ROLLUP and CUBE had their heyday before SSAS. They were useful for providing the same sort of facilities offered by the cube in OLAP. It still has its uses though. In AdventureWorks, it is overkill, but if you are handling large volumes of data you need to pass over your data only once, and do as much as possible on data that has been aggregated. Events that happened in the past can’t be changed, so it is seldom necessary to retain historic data on an active OLTP system. Instead, you only need to retain the aggregated data at the level of detail (‘granularity’) required for all foreseeable reports.

Imagine you are responsible for reporting on a telephone switch that has two million or so calls a day. If you retain all these calls on your OLTP server, you are soon going to find the SQL Server labouring over usage reports. You have to retain the original call information for a statutory time period, but you determine from the business that they are, at most, only interested in the number of calls in a minute. Then you have reduced your storage requirement on the OLTP server to 1.4% of what it was, and the call records can be archived off to another SQL Server for ad-hoc queries and customer statements. That’s likely to be a saving worth making. The CUBE and ROLLUP clauses allow you to even store the row totals, column totals and grand totals without having to do a table, or clustered index, scan of the summary table.

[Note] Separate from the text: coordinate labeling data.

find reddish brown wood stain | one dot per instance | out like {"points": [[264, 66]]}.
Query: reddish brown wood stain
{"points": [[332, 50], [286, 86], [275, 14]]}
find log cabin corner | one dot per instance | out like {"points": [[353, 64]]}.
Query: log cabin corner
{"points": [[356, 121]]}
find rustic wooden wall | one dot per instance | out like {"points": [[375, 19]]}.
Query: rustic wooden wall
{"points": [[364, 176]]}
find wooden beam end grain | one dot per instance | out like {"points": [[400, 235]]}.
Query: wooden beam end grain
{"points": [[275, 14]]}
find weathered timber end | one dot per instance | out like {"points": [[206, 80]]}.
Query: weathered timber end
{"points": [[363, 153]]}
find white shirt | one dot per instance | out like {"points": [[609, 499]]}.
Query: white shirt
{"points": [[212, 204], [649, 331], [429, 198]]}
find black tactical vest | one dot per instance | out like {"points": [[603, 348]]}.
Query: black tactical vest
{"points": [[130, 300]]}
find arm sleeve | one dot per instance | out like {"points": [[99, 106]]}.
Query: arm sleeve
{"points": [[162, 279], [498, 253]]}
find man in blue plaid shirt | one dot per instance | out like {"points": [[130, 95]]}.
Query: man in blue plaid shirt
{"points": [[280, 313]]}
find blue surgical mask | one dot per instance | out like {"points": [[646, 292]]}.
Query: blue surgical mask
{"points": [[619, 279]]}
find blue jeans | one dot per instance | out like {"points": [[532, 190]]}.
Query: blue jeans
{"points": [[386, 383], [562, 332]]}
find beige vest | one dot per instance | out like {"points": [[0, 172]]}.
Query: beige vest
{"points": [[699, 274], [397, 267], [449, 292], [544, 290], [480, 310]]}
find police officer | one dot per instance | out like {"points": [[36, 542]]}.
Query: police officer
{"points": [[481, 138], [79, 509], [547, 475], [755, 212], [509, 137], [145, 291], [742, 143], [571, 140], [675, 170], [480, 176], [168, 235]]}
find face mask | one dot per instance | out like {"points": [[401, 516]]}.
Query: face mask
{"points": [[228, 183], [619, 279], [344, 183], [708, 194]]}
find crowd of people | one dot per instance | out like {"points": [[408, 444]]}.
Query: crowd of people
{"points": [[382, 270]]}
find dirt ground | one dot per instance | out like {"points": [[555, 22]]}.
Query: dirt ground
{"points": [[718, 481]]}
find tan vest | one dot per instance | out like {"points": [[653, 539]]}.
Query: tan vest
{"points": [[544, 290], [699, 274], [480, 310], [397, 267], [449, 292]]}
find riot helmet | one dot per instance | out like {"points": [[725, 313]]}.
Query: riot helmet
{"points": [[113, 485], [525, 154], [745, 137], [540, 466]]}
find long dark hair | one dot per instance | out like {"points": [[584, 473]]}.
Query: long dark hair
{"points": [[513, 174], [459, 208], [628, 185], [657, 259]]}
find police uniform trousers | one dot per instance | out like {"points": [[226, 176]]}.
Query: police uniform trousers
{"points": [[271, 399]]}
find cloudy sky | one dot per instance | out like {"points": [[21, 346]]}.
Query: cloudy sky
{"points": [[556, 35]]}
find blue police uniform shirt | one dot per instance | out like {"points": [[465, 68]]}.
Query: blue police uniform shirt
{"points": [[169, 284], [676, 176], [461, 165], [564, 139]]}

As long as changes aren’t made retrospectively to this data, and all time periods are complete, you never have to repeat or alter the aggregations based on past time-periods, though grand totals will need to be over-written!.

Let’s pretend, but using AdventureWorks2012 so you can play along.

Firstly, we’ll create a temporary summary table.

IF EXISTS (SELECT * FROM tempdb.sys.tables WHERE name LIKE '#AggregationTable%')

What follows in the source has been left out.